Requiem for a Vampire (1972) poster

Requiem for a Vampire (1972)

Rating:

aka Caged Virgins; Virgins and Vampires
(Requiem Pour un Vampire)


France. 1972.

Crew

Director/Screenplay – Jean Rollin, Photography – Renan Polles, Music – Pierre Raph, Makeup – Carol Fidler. Production Company – Les Films A.B.C./$am $elsky.

Cast

Marie-Pierre Castel (Marie), Mireille Dargent (Michelle), Philippe Gaste (Frederic), Dominique (Erika), Louise Dhour (Louise)


Plot

Two girls, Marie and Michelle, who were working as party clowns, flee in an armed shootout after killing a man. Their male companion is shot during the chase.

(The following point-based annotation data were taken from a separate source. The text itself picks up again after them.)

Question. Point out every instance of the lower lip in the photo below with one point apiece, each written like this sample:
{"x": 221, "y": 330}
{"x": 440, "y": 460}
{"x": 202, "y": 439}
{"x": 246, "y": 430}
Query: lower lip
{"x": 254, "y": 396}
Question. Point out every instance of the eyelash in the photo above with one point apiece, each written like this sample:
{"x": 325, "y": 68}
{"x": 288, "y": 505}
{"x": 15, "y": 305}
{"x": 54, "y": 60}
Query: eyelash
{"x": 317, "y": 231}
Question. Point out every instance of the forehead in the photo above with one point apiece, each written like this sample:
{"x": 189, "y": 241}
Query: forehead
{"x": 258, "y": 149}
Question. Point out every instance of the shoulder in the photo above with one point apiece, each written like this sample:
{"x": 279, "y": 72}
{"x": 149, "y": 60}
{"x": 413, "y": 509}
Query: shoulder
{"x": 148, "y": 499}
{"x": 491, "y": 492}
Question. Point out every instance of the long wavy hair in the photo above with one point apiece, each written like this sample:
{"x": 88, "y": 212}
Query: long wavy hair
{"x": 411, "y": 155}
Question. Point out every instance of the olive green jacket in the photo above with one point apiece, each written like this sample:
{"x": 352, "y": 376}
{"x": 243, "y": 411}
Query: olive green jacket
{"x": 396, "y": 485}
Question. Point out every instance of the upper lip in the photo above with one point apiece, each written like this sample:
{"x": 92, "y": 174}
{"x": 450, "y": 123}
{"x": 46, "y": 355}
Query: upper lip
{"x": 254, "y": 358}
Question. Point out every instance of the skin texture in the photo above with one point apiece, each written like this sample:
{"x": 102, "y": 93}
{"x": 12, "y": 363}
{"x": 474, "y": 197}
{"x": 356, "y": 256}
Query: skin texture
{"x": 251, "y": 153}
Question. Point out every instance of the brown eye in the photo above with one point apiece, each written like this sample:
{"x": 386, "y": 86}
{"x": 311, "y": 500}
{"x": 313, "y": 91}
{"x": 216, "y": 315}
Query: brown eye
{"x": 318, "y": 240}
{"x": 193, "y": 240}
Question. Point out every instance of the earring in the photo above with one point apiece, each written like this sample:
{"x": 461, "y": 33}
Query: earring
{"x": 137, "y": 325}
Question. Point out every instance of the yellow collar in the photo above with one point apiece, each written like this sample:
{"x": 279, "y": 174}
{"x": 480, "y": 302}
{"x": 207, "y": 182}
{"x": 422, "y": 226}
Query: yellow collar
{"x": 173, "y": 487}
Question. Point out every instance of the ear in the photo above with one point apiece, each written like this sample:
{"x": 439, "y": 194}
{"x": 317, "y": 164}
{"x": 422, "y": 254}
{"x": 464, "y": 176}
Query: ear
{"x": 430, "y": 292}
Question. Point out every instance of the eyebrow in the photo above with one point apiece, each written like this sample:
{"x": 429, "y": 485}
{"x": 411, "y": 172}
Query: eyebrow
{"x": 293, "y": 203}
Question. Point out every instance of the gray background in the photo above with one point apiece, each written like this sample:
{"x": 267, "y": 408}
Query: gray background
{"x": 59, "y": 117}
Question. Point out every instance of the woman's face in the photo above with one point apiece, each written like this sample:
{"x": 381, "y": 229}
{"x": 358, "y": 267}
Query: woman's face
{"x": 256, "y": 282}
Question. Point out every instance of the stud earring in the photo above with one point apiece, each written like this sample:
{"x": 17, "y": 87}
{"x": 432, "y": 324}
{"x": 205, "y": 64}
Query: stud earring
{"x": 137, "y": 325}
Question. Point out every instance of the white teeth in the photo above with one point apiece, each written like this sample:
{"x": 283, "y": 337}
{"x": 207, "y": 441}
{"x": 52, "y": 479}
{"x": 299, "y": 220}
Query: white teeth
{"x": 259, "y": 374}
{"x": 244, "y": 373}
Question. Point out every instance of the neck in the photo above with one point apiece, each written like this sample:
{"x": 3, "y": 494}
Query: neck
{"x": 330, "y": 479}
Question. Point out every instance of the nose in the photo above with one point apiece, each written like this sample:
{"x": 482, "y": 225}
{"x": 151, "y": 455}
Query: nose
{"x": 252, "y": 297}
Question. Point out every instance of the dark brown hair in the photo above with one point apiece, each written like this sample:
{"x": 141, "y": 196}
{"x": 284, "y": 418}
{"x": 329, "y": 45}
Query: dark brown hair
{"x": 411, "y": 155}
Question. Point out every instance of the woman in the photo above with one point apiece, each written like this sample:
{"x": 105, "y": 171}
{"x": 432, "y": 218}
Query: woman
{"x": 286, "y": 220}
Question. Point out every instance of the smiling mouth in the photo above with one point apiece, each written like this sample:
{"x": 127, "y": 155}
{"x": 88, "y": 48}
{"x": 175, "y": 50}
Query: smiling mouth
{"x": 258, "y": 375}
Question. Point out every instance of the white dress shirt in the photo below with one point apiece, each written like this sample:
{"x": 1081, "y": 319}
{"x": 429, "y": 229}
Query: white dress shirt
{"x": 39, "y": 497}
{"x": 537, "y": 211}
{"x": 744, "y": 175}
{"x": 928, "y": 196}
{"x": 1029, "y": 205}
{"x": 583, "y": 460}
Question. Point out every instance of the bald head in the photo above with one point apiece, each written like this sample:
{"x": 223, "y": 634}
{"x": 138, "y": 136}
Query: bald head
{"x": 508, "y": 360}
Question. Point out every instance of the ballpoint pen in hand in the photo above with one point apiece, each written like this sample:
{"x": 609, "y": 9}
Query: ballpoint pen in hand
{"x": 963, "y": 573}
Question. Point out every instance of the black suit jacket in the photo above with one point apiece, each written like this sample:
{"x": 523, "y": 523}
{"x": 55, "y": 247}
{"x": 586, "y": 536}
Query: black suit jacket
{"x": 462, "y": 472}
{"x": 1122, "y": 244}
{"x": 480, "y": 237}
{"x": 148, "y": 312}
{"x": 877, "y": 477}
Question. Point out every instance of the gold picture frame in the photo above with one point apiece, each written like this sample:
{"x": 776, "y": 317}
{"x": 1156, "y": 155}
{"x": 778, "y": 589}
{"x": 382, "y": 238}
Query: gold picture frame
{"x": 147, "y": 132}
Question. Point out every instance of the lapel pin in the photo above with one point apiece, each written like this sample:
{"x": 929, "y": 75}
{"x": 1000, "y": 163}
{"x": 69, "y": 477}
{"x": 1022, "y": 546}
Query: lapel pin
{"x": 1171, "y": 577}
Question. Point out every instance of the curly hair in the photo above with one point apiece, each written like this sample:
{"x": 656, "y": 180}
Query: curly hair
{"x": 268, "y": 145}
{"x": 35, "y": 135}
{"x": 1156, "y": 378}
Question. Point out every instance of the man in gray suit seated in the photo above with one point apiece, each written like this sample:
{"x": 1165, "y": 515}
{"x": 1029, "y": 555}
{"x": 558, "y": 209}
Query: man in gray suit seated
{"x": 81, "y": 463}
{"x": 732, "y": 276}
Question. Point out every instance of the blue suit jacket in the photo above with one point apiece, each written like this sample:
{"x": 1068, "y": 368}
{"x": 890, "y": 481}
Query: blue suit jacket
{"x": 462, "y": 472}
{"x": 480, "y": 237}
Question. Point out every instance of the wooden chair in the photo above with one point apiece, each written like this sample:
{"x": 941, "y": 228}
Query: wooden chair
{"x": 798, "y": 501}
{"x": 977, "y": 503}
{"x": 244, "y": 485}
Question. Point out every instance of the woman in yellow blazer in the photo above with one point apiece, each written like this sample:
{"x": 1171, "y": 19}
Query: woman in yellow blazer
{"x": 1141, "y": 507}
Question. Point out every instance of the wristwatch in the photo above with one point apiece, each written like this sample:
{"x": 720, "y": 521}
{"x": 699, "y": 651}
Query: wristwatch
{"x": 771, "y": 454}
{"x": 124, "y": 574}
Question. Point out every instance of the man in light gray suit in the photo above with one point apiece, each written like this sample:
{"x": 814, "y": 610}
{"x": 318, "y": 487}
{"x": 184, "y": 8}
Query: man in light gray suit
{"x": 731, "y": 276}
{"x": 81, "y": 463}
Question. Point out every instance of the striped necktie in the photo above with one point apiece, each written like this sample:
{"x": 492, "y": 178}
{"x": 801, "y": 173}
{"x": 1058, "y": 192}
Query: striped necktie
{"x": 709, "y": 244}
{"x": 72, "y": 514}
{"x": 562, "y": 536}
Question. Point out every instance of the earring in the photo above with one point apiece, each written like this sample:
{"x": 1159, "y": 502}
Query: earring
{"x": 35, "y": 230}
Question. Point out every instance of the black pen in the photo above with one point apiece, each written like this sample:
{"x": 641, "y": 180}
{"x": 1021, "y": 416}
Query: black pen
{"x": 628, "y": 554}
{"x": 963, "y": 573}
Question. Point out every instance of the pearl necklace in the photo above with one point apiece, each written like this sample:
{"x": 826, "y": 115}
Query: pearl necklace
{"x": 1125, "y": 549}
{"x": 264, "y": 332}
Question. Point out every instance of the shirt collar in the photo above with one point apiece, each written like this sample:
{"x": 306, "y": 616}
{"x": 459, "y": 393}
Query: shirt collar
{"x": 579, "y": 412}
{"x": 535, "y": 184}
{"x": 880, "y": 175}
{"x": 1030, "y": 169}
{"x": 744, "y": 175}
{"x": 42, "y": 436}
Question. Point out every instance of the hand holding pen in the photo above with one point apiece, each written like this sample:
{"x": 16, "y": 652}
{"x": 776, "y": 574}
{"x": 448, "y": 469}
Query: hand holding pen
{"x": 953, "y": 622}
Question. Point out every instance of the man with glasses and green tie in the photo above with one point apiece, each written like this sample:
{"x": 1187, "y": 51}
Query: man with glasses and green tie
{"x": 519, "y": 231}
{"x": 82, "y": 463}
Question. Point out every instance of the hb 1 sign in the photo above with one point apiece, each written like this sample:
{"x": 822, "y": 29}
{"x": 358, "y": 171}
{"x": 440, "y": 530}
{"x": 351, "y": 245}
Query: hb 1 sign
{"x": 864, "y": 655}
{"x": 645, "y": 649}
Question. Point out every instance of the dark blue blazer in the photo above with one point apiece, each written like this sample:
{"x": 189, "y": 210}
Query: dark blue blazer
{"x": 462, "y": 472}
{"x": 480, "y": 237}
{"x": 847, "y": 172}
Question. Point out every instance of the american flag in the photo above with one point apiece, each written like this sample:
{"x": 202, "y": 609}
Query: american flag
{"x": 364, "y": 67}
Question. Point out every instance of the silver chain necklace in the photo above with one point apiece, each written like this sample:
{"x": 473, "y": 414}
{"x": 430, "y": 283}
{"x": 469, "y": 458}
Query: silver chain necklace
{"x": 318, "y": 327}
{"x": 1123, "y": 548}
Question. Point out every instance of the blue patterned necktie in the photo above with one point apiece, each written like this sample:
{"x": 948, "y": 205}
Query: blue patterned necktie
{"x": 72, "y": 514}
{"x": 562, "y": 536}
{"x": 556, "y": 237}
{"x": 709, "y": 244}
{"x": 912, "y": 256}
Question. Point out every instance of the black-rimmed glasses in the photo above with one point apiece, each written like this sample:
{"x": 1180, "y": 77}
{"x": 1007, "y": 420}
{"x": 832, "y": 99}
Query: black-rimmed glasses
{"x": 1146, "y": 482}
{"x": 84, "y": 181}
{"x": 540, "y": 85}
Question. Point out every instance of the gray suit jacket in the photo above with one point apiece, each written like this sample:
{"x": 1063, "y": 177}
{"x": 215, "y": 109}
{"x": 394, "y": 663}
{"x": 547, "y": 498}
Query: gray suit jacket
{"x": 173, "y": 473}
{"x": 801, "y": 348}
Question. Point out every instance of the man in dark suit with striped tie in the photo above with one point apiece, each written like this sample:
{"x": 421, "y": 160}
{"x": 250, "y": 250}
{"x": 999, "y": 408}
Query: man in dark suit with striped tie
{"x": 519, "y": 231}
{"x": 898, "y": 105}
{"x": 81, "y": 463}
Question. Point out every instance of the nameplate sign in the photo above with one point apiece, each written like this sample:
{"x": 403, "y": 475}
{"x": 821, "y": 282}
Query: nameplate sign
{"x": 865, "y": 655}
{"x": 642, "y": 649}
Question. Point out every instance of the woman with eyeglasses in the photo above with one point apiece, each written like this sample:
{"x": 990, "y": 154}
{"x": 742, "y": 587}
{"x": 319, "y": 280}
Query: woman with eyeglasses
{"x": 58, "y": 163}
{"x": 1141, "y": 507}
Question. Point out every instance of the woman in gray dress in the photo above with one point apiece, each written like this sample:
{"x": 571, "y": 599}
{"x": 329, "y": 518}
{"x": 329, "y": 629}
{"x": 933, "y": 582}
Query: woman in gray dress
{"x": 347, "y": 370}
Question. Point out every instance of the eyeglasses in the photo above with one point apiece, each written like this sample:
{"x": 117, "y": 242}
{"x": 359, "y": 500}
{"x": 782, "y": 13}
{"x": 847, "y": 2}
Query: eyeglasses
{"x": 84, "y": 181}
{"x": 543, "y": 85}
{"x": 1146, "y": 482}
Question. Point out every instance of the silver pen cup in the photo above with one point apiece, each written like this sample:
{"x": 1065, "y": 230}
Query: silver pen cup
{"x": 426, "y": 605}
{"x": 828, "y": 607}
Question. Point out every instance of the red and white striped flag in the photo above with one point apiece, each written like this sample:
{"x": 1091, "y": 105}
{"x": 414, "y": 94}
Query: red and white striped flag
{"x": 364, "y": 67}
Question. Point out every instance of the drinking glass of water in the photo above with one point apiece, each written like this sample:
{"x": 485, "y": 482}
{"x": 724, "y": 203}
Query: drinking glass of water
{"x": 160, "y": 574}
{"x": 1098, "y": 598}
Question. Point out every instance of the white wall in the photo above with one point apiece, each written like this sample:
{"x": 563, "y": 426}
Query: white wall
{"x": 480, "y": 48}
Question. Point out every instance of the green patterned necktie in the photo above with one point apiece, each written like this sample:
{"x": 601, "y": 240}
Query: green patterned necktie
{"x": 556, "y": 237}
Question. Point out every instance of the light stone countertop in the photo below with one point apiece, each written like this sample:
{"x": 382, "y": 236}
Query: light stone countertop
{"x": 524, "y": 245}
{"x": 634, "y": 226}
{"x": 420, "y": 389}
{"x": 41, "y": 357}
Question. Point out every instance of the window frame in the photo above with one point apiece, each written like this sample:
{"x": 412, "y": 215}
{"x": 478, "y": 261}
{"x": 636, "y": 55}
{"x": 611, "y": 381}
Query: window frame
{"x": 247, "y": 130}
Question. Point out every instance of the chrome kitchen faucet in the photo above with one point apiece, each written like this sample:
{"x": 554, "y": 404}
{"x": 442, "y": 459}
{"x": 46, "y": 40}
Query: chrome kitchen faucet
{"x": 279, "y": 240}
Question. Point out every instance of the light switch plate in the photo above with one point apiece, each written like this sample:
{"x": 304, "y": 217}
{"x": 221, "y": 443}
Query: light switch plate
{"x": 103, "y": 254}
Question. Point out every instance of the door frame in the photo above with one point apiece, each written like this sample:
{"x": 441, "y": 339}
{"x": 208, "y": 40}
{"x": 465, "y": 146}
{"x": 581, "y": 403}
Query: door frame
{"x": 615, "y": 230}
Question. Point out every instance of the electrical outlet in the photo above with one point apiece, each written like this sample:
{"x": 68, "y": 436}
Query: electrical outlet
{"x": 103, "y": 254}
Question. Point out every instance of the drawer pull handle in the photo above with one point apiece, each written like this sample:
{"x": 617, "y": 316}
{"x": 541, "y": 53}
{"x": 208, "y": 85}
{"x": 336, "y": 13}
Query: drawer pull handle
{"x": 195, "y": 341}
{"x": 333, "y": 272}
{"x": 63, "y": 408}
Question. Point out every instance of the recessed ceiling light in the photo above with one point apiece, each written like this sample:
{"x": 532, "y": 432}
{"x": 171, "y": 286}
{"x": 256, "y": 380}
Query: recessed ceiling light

They set the car and his body on fire and continue across countryside on foot. They eventually come to a chateau and wander inside. As night come, they find that the chateau is inhabited by vampires. The vampire master Frederic, the last of his kind, decides that he wants to make the two of them into vampires.


A cult grew up around French director Jean Rollin (1939-2010) for his erotically fetishised, strikingly poetic and arty Vampire Films. The films that most of the Rollin cult rest on are his earliest ones beginning with The Rape of the Vampire (1968), followed by The Naked Vampire (1970), Le Frisson des Vampires (1971) and Requiem for a Vampire here, as well as the later Fascination (1979). Rollin made numerous films in either the horror or sex genres throughout the 1970s and 80s. (See below for Rollin’s other genre films).

Requiem for a Vampire was the fourth of Rollin’s vampire films and by this point he has started getting the idea of a plot. There is not really that much to it on this occasion but the film makes more sense in terms of narrative than his preceding films. What you notice in these initial scenes is the absolute sparseness of dialogue. During the chase sequence that opens the film, there are only three lines spoken in the first thirteen minutes. You keep wondering why the girls are dressed as clowns and fleeing in a shootout and how come their male companion ended up being wounded but Rollin never offers much of an explanation – there is a line much later in the show about them being party clowns who killed a client but we get no more details than that.

The film comes with a long introductory section that almost takes on the quality of a fairytale or dream. The two girls dressed in clown costumes flee across country. They come to a small pond where the water is emerald green and as they look in, it fills with drops of blood. They go to a cemetery and Mireille Dargent hides in a grave as two diggers come and fill the soil in, burying her until her friend comes and digs her out.

Marie-Pierre Castel and Mireille Dargent in Requiem for a Vampire (1972)
(front to back) Marie-Pierre Castel and Mireille Dargent in the chateau

They then arrive at a chateau. Rollin takes great delight in shooting the locale (the real-life Chateau de La Roche-Guyon) for pictorial value, showing the girls on the ramparts and the countryside stretching away below. The chateau is strangely deserted, although has lit candles and a bed made up, which the girls strip nude and curl up on together. As night comes, they wander through the chateau, coming to the chapel where the altar is surrounded by skeletons in hooded robes. An organ plays and we finally meet our first vampire, nearly 30 minutes in. The near dialoguelessness of these scenes adds to the dream-like quality.

Even when the vampires do emerge, there is still little dialogue. We get various scenes of the girls fleeing and being recaptured. At one point, Rollin stages an orgy in the chateau dungeon with several men having their way with women that are stripped nude while being kept chained up, with everything shot in a garish scarlet red light. In the bisty plot that ensues, the two girls are regarded as newcomers but have to secure their place as vampires by seducing two locals. There is the delightful and beautiful image of Mireille Dargent stripping off and leading one local on a tour around the chateau, before posing completely nude on the rampart wall as we see a barge going by on the river in the background.

Jean Rollin’s other genre films include The Rape of the Vampire (1968), The Naked Vampire (1970), Le Frisson des Vampires (1971), The Iron Rose (1973), Demoniacs/Curse of the Living Dead (1974), Lips of Blood (1975), Pesticide/The Grapes of Death (1978), Fascination (1979), The Night of the Hunted (1980), Zombies’ Lake (1981), The Living Dead Girl (1982), Two Orphan Vampires (1997), The Fiancee of Dracula (2002), Night of the Clocks (2007) and The Mask of Medusa (2010).